伝統的なコミュニティサイトにとどまるケースも

基本型のSNSは、この三つの中でも、最も規模を広げやすいタイプである。理由はいたって簡単。対象ユーザーの範囲が広く、友達づくりの動機も比較的はっきりしているためである。

だが、濃密な人間関係、ネットワークが存在すれば、マーケティングの精度も当然増す。この点で言えば、基本型のSNSは好ましくない、ということになる。気楽に友達づくりができ、緩やかなネットワークを志向するだけに、ビジネス面からみればSNSとしての特徴が稀薄となり、「伝統的なコミュニティサイト」といった次元にとどまっているからである。

一部のSNSは、ごく普通のコミュニティサイトに比べても内容的に見劣りする。このようなサイトが「新型SNS」になる可能性はない。むしろインターネットの持続的な発展のなかで、伝統型の応用としての方向性を模索するだろう。

しかし未来を切り開く新奇性がないからといって、現段階でビジネスにならないとも言えない。それどころか、基本型のSNSは、経営面からみれば上記三つのタイプの中で、最もうまく経営されているということができる。

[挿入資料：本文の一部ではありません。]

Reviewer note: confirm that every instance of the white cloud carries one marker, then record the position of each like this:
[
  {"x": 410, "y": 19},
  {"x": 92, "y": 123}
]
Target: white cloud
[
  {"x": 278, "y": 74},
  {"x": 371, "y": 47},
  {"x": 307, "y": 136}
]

「人間関係のネットワーク化」と「実名登録制」の導入は困難

第2の型である関係志向型SNSにとっても、規模はもちろん求められる(三つのどのタイプにとってもスケールメリットは重要かつ不可欠のものである)。だが、このタイプがもつ最大の特徴は、前述の(2)と(3)の実現可能性、つまり濃密な人間関係に裏打ちされた精密なマーケティングを可能ならしめるという点である。

こうしたWebサイトは大なり小なり「Facebook」の中国における複製品と言え、従って最もSNSとして備えるべき特徴を持っているとも言える。現在各SNSが例外なく始めているのが、実際の人間関係のネットワーク化と実名登録制である。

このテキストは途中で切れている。